# Create api_example cache

So the goal is to iterate through all the API calls available and produce an output.

To do this, we will need valid data for each one.

Is the easiest way to do it, create a list of the valid API calls.
And then have a list of methods and iterate over those methods?

It's less effecient, as it will require a few api calls to extract the valid data... but it might not be a problem.

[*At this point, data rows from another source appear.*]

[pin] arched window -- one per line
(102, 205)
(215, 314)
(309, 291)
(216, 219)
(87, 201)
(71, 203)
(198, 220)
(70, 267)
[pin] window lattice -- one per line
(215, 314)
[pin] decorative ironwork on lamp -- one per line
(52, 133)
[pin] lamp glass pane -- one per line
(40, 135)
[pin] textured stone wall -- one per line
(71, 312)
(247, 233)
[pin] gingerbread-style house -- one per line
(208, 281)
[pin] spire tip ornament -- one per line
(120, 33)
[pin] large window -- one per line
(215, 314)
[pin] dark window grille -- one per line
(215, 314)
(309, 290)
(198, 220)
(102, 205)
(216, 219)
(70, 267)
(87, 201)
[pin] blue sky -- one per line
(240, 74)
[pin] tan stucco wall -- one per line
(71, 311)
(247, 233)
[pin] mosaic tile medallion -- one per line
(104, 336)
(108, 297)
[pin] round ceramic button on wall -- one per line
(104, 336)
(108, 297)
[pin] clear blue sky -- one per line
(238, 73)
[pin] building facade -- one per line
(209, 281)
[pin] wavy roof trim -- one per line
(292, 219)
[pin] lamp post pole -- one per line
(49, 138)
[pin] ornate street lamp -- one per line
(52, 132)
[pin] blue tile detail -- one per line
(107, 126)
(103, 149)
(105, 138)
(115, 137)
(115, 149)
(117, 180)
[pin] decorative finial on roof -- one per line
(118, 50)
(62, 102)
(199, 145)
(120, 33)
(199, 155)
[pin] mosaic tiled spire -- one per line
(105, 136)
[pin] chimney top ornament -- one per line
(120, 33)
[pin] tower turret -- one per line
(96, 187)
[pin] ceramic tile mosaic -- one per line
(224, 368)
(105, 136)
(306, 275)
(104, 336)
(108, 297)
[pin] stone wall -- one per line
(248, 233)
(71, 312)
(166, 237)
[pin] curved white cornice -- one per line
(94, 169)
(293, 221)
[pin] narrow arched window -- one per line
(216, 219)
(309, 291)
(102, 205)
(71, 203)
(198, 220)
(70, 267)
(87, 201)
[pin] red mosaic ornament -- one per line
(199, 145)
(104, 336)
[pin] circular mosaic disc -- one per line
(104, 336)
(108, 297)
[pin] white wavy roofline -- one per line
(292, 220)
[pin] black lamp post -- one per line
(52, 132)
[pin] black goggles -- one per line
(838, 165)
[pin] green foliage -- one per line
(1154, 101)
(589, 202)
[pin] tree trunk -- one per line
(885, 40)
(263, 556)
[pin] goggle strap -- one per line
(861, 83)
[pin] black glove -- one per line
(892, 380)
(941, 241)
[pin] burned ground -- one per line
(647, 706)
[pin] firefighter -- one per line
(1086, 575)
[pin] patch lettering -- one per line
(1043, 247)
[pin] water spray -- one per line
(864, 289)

Lets build it that way first and see.  What are the steps needed to do this?

## 1 API QUERY EXTRACTOR

1 - a list of required valid api queries
2 - a plan for getting each one, with the least api calls as possible

Okay, lets work on that.

Here's the api calls grouped by their type

- Trendingpodcasts - nothing
- Recentepisodes - nothing

- Search - random string
- Episodesbyperson - famous person

- feed url - Podcastbyfeedurl, Episodesbyfeedurl
- feed id - Podcastbyfeedid, Episodesbyfeedid
- itunes id - Podcastbyitunesid, Episodesbyitunesid
 
- episode id - Episodebyid

We can get from **trendingpodcasts** to get *feed url*, *feed id* and *itunes id*.

Should we use that for a person and string?  No, lets keep that simple 'python' and 'Guido van Rossum'

So that leaves a second API call to one of the episodesby results I think

We need to check the returned valid for them all is valid - and if it's not then we skip to the next result in the dictionary. 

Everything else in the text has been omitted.